Indian actress (1912–1983)

Renee Smith (15 October 1912 – 1983), known professionally as Seeta Devi, was an Indian actress and a prominent star of the silent film era. She was one of the early stars of silent films in the Indian film industry. Discovered by filmmaker Himanshu Rai, she became the face of several landmark Indo-European co-productions, including the acclaimed "oriental trilogy" directed by Franz Osten. Seeta was the first actress to play Anarkali on screen, in Charu Roy's The Loves Of A Mughal Prince (1928).

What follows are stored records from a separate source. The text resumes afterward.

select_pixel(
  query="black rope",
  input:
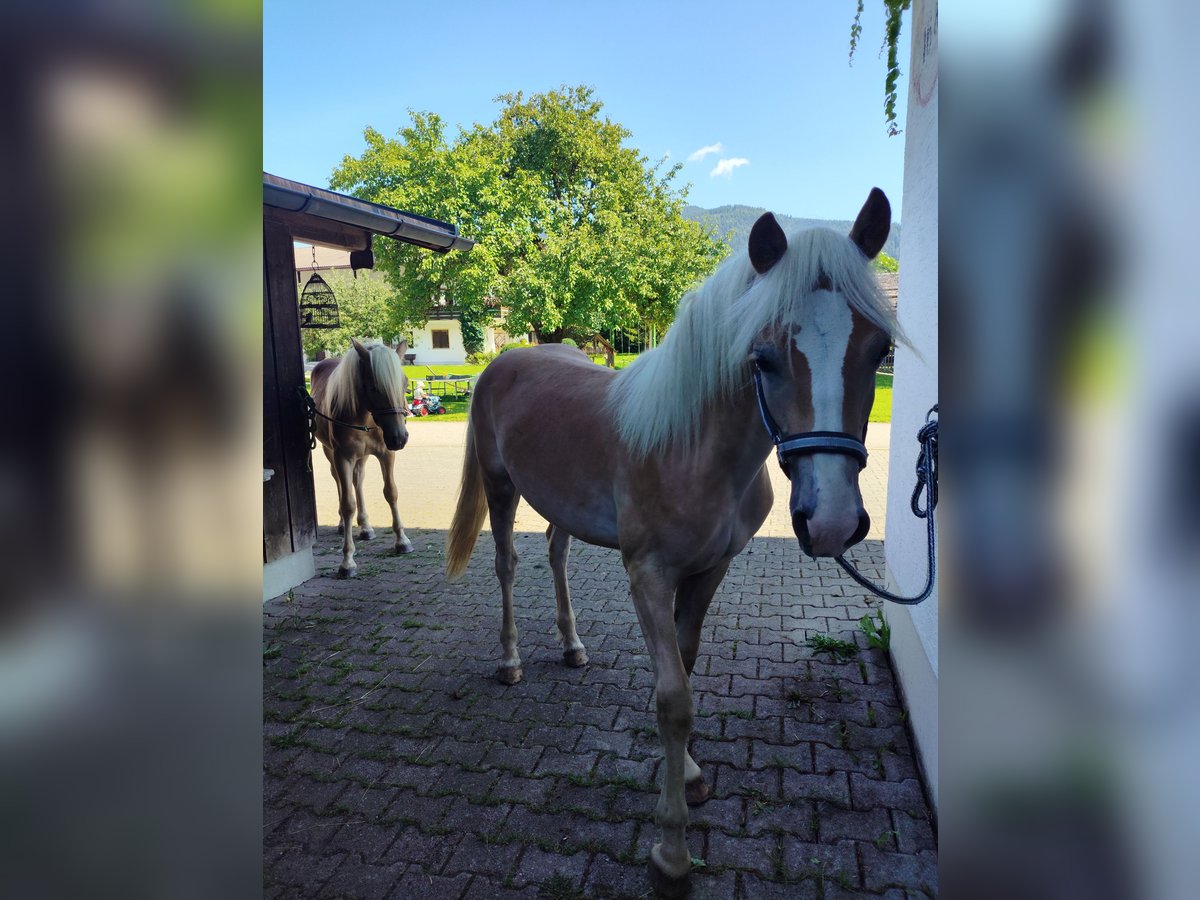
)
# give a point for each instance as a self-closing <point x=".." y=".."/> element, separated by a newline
<point x="311" y="406"/>
<point x="927" y="483"/>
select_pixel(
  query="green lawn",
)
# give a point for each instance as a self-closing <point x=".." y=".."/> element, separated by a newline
<point x="456" y="409"/>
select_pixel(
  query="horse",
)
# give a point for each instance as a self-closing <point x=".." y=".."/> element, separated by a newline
<point x="790" y="331"/>
<point x="349" y="393"/>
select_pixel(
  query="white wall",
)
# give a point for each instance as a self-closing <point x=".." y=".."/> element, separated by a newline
<point x="423" y="345"/>
<point x="915" y="628"/>
<point x="454" y="355"/>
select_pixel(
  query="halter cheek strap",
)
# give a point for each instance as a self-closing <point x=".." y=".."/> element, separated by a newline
<point x="809" y="442"/>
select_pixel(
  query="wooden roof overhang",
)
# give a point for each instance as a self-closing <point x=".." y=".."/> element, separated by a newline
<point x="333" y="220"/>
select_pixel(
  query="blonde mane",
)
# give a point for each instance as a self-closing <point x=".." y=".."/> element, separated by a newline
<point x="660" y="397"/>
<point x="342" y="390"/>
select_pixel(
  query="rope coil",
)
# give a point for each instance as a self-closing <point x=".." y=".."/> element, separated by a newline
<point x="927" y="484"/>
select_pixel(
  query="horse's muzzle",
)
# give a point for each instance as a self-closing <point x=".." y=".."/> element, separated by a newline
<point x="829" y="537"/>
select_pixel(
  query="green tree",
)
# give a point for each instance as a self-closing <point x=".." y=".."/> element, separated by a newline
<point x="366" y="307"/>
<point x="883" y="263"/>
<point x="575" y="232"/>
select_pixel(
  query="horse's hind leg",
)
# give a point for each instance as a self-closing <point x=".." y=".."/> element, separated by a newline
<point x="337" y="481"/>
<point x="559" y="550"/>
<point x="693" y="598"/>
<point x="387" y="465"/>
<point x="343" y="471"/>
<point x="365" y="531"/>
<point x="653" y="591"/>
<point x="502" y="505"/>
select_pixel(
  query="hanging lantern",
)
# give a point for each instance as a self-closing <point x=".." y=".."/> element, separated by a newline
<point x="318" y="306"/>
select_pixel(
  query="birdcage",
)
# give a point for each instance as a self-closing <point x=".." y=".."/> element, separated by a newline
<point x="318" y="306"/>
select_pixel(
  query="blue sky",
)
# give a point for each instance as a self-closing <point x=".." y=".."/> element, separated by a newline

Seeta was known as The Brightest Star In The Indian Cinema World. Seeta's films were very popular in Europe and she had a mass followers of fans from England, Germany, Poland and Austria. Along with Ermeline, Ruby Myers, Sabita Devi and Patience Cooper, she is credited as a "leading star" of the 1920s and 1930s who had more mass appeal than their male counterparts.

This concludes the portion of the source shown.